Hi-C explores genome-wide chromatin architecture and identifies long-range enhancers
DNA is traditionally analysed by bioinformaticians in a linear way, but recently it has been recognised that higher-order organisation of the chromatin plays a critical biological function by regulating gene expression and cell fate.
Hi-C is a method to detect DNA-DNA interactions in the mammalian nucleus at the whole genome-wide level. Chromatin is cross-linked, digested and re-ligated in such as way that only DNA fragments that are linked together form ligation products. The chimeric DNA ligation junctions are selectively purified and then subjected to Illumina short read sequencing. Mapping the sequence reads to distinct genomic loci then reveals 3D chromatin organisation and potential enhancer-promoter interactions.
In this talk, I will introduce the Hi-C technology and will outline a bioinformatics analysis approach using R and Bioconductor software. I will illustrate Hi-C in the context of a recent study in which we showed that the transcription factor Pax5 controls changes in the global chromatin structure of B cells during activation. This illustrates how a lineage-defining transcription factor can maintain cell identity via global control of genome organization in order to activate lineage-specific genes and repress inappropriate genes.
Professor Gordon Smyth
Bioinformatics Division, Walter & Eliza Hall Institute of Medical Research
Gordon Smyth completed a BSc (Hons) in mathematics at the University of Western Australia in 1977 and a PhD in statistics at the Australian National University in 1985. He spent 16 years as a member of mathematics and statistics departments at the University of California, The University of Queensland, the United States Naval Postgraduate School and the University of Southern Denmark. In 2001 he moved to Melbourne to join the growing Bioinformatics research group at the Walter and Eliza Hall Institute, as has been there ever since, becoming a Lab Head in 2007 and Division Head in 2014.

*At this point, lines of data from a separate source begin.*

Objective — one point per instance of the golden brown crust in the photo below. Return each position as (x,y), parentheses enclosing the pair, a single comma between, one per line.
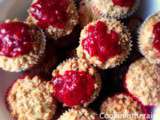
(146,38)
(76,64)
(56,32)
(79,114)
(26,61)
(125,42)
(93,9)
(31,99)
(122,104)
(143,81)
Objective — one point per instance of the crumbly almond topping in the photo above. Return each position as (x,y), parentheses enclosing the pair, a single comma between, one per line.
(143,81)
(146,38)
(120,105)
(56,32)
(76,64)
(125,42)
(31,99)
(105,8)
(78,114)
(26,61)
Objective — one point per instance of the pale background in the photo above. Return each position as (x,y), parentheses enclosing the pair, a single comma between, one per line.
(17,9)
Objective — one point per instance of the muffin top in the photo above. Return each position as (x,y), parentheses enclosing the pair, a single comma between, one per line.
(105,43)
(16,39)
(76,83)
(57,18)
(143,81)
(149,42)
(79,114)
(50,12)
(114,8)
(30,98)
(124,107)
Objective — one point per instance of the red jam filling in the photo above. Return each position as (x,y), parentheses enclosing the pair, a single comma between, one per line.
(74,88)
(15,39)
(124,3)
(156,32)
(101,43)
(50,12)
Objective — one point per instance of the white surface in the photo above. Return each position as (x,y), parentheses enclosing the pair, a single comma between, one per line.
(17,8)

Gordon loves to adapt statistical models and algorithms to analyse high dimensional biomedical data in collaboration with biomedical scientists. His current research focuses on cancer and immunological diseases. He finds genomic research a rich environment that stimulates statistical research. He is well known for promoting empirical Bayes methods and linear models to analyse data from gene expression experiments.
His research group maintains some popular R software packages for genomic data analysis, especially limma and edgeR for RNA-seq and microarray data, Rsubread for aligning short sequence reads, csaw for ChIP-seq and diffHic for analysis of Hi-C data.